Появился ритуал: каждое утро Валет взбивал в алюминиевой плошке мыло, помазком намыливал голову, а после, сосредоточенно пялясь в зеркало, соскребал пену бритвой. Бритва, помазок из седой щетины и алюминиевая плошка входили в комплект, упакованный в несессер свиной кожи, принадлежавший некогда гауптшарфюреру СС Юргену Вульфу. Имя и звание владельца были вписаны в карточку, вставленную в прозрачный кармашек внутри. На коже футляра, вытертой до белизны, проступала тисненая надпись готикой «Тотенкопф» и эмблемой с двумя молниями.
Бритвенный комплект Валет выменял у Женечки Воронцова. В последнее время они странно сблизились, я все ждал, когда и Женечка сбреет свою шевелюру. Школьная компания наша распалась: Сероглазов уехал в Ригу, говорят, поступил в политех; Арахиса батя устроил в мастерские при части, и теперь он ходил по гарнизону в летном комбинезоне с закатанными по локоть рукавами, демонстрируя чумазые пролетарские руки.

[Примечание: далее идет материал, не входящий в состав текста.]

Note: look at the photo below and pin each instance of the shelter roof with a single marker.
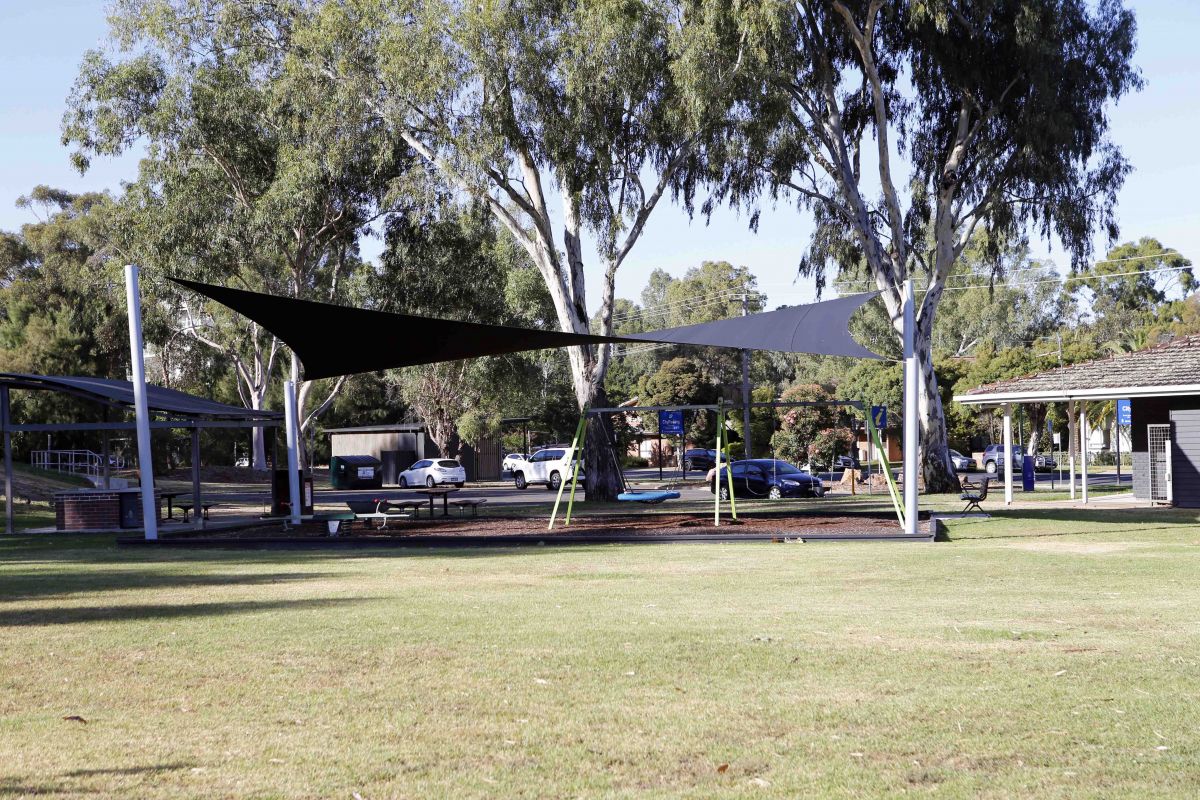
(1168, 368)
(120, 394)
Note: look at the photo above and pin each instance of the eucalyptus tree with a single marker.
(569, 121)
(258, 172)
(905, 125)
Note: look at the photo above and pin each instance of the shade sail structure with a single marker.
(819, 328)
(119, 394)
(340, 340)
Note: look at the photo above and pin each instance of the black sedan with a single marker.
(766, 477)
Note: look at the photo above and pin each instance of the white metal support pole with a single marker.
(1071, 444)
(6, 420)
(289, 420)
(141, 407)
(911, 440)
(1008, 453)
(1083, 446)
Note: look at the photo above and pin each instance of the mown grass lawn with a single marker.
(1043, 653)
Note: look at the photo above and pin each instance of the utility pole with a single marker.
(745, 385)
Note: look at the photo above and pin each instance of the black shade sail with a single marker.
(340, 340)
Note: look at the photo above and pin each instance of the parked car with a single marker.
(699, 459)
(767, 477)
(994, 459)
(961, 463)
(549, 467)
(432, 471)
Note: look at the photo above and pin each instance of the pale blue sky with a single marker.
(41, 44)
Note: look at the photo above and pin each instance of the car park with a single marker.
(767, 477)
(547, 467)
(433, 471)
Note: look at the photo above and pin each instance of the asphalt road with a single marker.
(695, 488)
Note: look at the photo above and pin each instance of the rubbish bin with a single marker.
(355, 473)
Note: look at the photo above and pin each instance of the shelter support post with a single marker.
(105, 450)
(141, 405)
(1071, 444)
(1083, 449)
(289, 419)
(5, 421)
(1008, 453)
(911, 438)
(198, 519)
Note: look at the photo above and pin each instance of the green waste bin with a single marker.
(355, 473)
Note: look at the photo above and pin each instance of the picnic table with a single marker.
(439, 492)
(168, 497)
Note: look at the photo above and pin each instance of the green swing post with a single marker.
(893, 491)
(562, 485)
(729, 470)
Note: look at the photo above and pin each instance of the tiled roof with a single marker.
(1171, 364)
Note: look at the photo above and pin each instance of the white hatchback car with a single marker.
(547, 467)
(431, 471)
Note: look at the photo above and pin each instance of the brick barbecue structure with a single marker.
(1162, 384)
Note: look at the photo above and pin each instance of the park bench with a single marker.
(468, 503)
(186, 507)
(975, 494)
(383, 511)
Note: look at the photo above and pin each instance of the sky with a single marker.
(42, 43)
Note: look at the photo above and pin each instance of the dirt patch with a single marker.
(600, 524)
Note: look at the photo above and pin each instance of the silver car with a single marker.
(961, 463)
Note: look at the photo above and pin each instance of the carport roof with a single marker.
(1158, 371)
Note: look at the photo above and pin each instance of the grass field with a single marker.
(1053, 654)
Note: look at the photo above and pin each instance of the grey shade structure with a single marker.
(369, 340)
(120, 394)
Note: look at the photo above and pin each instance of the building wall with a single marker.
(1183, 415)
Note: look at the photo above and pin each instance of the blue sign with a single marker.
(1125, 413)
(671, 423)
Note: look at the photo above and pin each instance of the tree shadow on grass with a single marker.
(67, 782)
(150, 612)
(31, 584)
(1097, 521)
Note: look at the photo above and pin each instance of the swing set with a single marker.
(724, 457)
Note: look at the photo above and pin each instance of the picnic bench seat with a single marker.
(186, 507)
(468, 503)
(383, 511)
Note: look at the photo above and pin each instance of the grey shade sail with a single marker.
(120, 394)
(819, 328)
(340, 340)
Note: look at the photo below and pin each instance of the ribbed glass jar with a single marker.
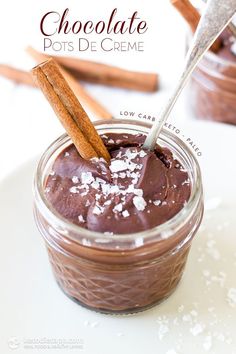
(119, 273)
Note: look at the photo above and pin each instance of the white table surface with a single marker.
(28, 126)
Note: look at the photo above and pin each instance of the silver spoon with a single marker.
(215, 18)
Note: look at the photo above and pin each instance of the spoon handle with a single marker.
(217, 15)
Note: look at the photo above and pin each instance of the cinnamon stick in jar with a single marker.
(192, 17)
(104, 74)
(69, 110)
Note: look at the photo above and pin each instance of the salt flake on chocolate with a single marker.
(139, 203)
(75, 179)
(118, 207)
(87, 177)
(118, 165)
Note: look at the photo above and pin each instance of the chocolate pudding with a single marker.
(118, 234)
(136, 191)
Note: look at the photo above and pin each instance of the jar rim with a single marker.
(69, 228)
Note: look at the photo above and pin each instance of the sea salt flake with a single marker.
(98, 210)
(74, 190)
(142, 153)
(75, 179)
(81, 218)
(118, 165)
(95, 185)
(139, 203)
(233, 48)
(197, 329)
(122, 174)
(207, 343)
(108, 233)
(87, 177)
(118, 207)
(125, 213)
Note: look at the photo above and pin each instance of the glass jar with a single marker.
(212, 89)
(119, 273)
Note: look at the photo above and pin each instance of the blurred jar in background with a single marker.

Сам я стал ассистентом фотографа. Можно сказать, абсолютно случайно. Бродил по латышской части города, увидел объявление в витрине фотоателье. Впрочем, заинтересовало меня не оно, а сова. Она сидела за стеклом среди антикварных фотоаппаратов и мутных фото в черных рамах. Птица казалась чучелом; пыльная, точно обсыпанная пеплом, она устроилась на допотопном фотоувеличителе. Я приблизился вплотную к стеклу, стукнул пальцем. Сова вздрогнула и открыла глаза. Я отпрянул – не знаю, кто испугался больше, я или птица. Глаза у нее были огромные – с пятак, ярко-желтые, с черными дробинками зрачков.

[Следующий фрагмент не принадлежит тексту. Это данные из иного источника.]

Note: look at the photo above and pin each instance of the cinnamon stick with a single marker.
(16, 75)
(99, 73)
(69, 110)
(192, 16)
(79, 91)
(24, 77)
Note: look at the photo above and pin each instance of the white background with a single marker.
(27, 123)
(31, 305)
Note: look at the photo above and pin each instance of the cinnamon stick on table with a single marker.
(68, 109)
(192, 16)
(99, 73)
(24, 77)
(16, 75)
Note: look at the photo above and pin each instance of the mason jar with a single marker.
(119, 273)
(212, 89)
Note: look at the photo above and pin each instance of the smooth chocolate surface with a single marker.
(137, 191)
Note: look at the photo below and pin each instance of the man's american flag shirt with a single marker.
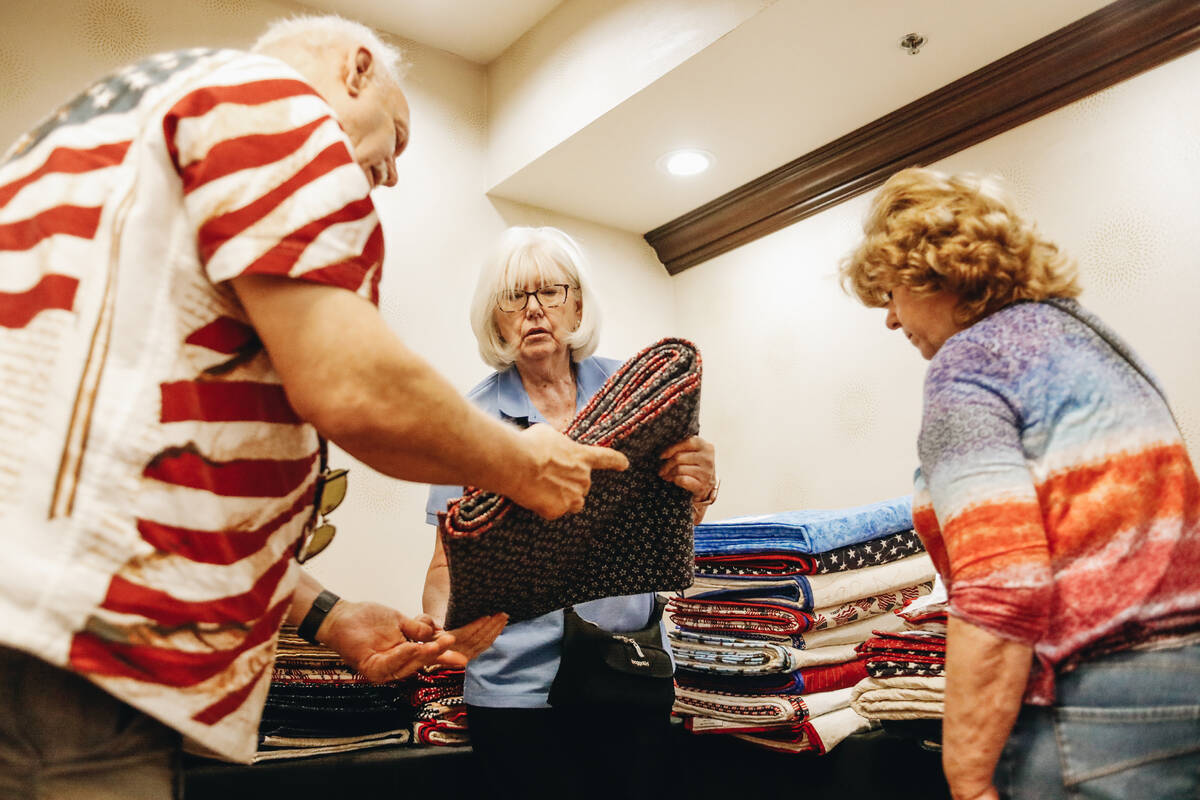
(154, 479)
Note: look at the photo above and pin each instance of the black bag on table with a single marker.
(600, 667)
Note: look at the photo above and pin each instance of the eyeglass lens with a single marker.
(549, 296)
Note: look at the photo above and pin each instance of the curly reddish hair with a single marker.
(930, 232)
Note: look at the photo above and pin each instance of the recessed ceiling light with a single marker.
(685, 162)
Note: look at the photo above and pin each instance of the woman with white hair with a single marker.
(537, 322)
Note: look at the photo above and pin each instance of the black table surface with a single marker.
(718, 767)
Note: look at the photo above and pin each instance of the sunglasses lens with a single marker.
(317, 542)
(333, 491)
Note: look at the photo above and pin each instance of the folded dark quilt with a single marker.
(851, 557)
(823, 678)
(804, 531)
(895, 668)
(634, 534)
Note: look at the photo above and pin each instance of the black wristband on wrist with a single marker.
(316, 615)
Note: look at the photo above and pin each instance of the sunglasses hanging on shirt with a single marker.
(329, 493)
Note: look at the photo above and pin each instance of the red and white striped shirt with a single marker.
(154, 479)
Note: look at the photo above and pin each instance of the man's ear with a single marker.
(359, 70)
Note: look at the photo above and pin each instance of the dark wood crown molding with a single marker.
(1116, 42)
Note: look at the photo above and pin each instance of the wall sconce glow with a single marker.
(685, 162)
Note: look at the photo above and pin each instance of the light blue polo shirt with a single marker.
(519, 668)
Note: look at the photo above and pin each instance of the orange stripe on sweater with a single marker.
(1085, 506)
(996, 536)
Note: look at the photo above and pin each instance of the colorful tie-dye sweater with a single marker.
(1056, 495)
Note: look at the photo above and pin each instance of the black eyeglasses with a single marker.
(549, 296)
(330, 491)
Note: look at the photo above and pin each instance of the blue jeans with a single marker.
(1125, 727)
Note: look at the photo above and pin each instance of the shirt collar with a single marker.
(514, 402)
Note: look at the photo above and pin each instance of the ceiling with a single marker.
(789, 79)
(478, 30)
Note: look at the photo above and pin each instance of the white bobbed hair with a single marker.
(318, 31)
(523, 256)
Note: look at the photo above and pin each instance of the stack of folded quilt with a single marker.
(319, 705)
(441, 716)
(906, 685)
(767, 638)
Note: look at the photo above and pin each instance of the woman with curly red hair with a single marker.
(1056, 498)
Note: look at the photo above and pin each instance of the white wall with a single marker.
(813, 403)
(438, 223)
(585, 58)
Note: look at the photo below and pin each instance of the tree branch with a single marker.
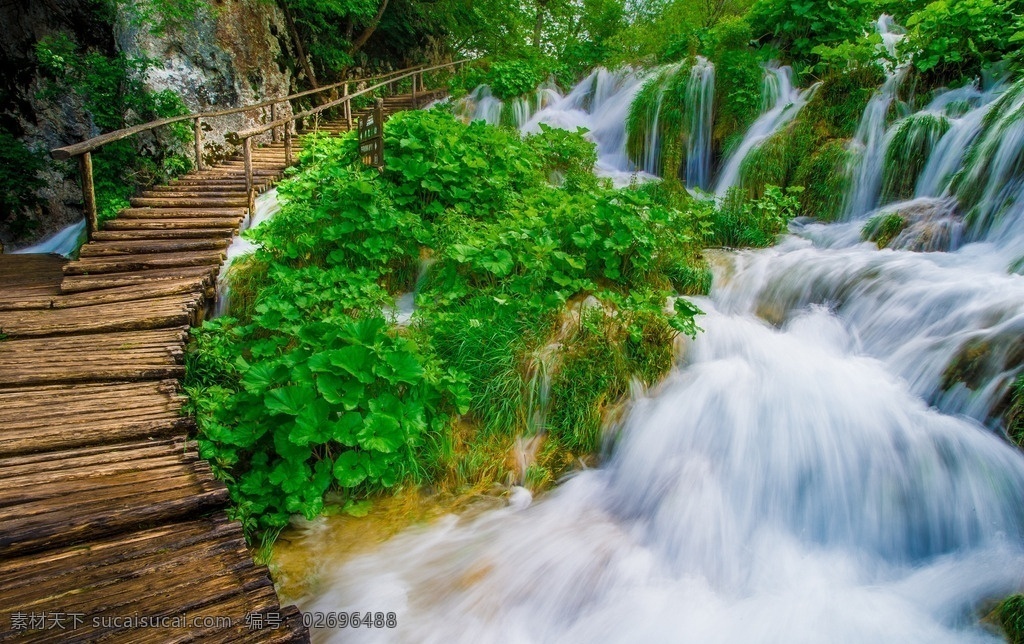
(365, 36)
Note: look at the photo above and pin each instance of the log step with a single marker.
(143, 261)
(187, 202)
(105, 249)
(78, 284)
(173, 310)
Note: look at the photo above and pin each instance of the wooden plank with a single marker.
(100, 249)
(78, 284)
(172, 223)
(175, 233)
(143, 261)
(173, 310)
(177, 213)
(171, 201)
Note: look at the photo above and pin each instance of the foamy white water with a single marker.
(64, 242)
(600, 103)
(782, 102)
(825, 464)
(266, 207)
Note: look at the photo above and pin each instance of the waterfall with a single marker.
(870, 141)
(782, 102)
(652, 137)
(65, 242)
(481, 104)
(600, 103)
(266, 207)
(964, 129)
(699, 115)
(825, 463)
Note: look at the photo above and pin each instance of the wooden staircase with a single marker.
(107, 511)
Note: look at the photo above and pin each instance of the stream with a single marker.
(811, 470)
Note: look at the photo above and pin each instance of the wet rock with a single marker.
(924, 225)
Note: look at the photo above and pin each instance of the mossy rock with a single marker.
(907, 154)
(825, 177)
(1010, 614)
(884, 228)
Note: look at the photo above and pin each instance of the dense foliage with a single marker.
(113, 93)
(309, 391)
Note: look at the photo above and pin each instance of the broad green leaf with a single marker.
(348, 469)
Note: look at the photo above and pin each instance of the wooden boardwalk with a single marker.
(108, 514)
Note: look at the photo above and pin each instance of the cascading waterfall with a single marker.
(600, 102)
(699, 113)
(652, 138)
(266, 207)
(824, 464)
(64, 242)
(782, 102)
(964, 129)
(870, 141)
(697, 100)
(481, 104)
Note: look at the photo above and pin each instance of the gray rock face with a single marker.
(231, 53)
(227, 56)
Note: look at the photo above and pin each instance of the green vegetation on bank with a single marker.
(545, 296)
(112, 91)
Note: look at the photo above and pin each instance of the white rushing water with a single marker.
(266, 207)
(782, 102)
(700, 122)
(64, 242)
(823, 465)
(600, 103)
(870, 141)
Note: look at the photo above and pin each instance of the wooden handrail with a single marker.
(98, 141)
(259, 129)
(85, 148)
(246, 135)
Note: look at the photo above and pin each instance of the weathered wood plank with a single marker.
(78, 284)
(142, 261)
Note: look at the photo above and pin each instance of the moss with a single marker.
(738, 80)
(692, 277)
(766, 165)
(825, 179)
(968, 367)
(593, 376)
(663, 98)
(907, 154)
(604, 353)
(1015, 415)
(1010, 614)
(777, 160)
(884, 228)
(247, 276)
(969, 184)
(839, 102)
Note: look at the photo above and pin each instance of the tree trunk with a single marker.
(539, 25)
(300, 51)
(365, 36)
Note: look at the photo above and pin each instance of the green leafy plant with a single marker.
(307, 395)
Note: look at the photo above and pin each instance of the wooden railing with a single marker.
(345, 101)
(85, 148)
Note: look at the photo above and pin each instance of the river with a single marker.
(824, 463)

– Опыт есть? – На пороге стоял белесый латыш, почти альбинос, в белой рубахе с малиновой бабочкой на шее. В зубах у него дымилась лакированная трубка с длинным чубуком.
– У вас там сова.
Латыш пыхнул трубкой, выпустил клок густого дыма, который, сонно клубясь, поплыл в мою сторону. Я вдохнул медовый аромат – латыш явно знал толк в хорошем табаке.
– Как фамилия?
Я назвал.
– Поляк? – почему-то обрадовался фотограф.
– Да, – соврал я.
– Бардзо ми пшиемне пожначть!
– Дженкуе бардзо.
– Только не воображайте, что я позволю вам фотографировать.
Я пожал плечами.
– Но со временем научу хитростям профессии.

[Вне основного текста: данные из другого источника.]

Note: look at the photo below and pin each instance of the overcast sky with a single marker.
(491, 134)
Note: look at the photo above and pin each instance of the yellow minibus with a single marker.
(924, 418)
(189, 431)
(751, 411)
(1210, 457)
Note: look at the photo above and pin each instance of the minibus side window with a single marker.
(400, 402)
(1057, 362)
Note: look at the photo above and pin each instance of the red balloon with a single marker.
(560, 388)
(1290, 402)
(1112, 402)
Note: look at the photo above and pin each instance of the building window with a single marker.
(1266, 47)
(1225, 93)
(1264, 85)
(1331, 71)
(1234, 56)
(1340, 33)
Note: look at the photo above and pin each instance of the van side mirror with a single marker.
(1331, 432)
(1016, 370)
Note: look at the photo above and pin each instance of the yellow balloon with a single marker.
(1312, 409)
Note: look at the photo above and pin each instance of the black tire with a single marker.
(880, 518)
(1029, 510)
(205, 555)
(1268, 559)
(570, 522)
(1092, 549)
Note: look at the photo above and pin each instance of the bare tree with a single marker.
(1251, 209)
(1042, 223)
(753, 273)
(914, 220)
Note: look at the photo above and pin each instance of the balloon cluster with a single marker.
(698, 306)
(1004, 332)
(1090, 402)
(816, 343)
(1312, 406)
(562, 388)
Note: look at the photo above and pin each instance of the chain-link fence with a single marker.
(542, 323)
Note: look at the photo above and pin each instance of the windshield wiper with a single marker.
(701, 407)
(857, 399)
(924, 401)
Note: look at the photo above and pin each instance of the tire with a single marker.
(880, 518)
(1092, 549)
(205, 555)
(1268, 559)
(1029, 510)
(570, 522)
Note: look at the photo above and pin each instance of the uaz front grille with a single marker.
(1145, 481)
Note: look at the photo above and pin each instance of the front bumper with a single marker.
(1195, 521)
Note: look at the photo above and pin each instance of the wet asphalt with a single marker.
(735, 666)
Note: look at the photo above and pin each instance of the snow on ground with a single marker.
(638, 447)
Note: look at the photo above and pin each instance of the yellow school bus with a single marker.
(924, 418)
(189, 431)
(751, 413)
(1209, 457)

Меня не интересовали хитрости, но я промолчал.
– Филин, не сова. – Он кивнул в сторону витрины. – Клаус.
Фотограф провел мизинцем по пробору, сквозь белые волосы светилась розоватая кожа. Он весь казался свежим и накрахмаленным, наверняка от него пахло земляничным мылом, которым чистоплотные мамаши моют своих невинных младенцев.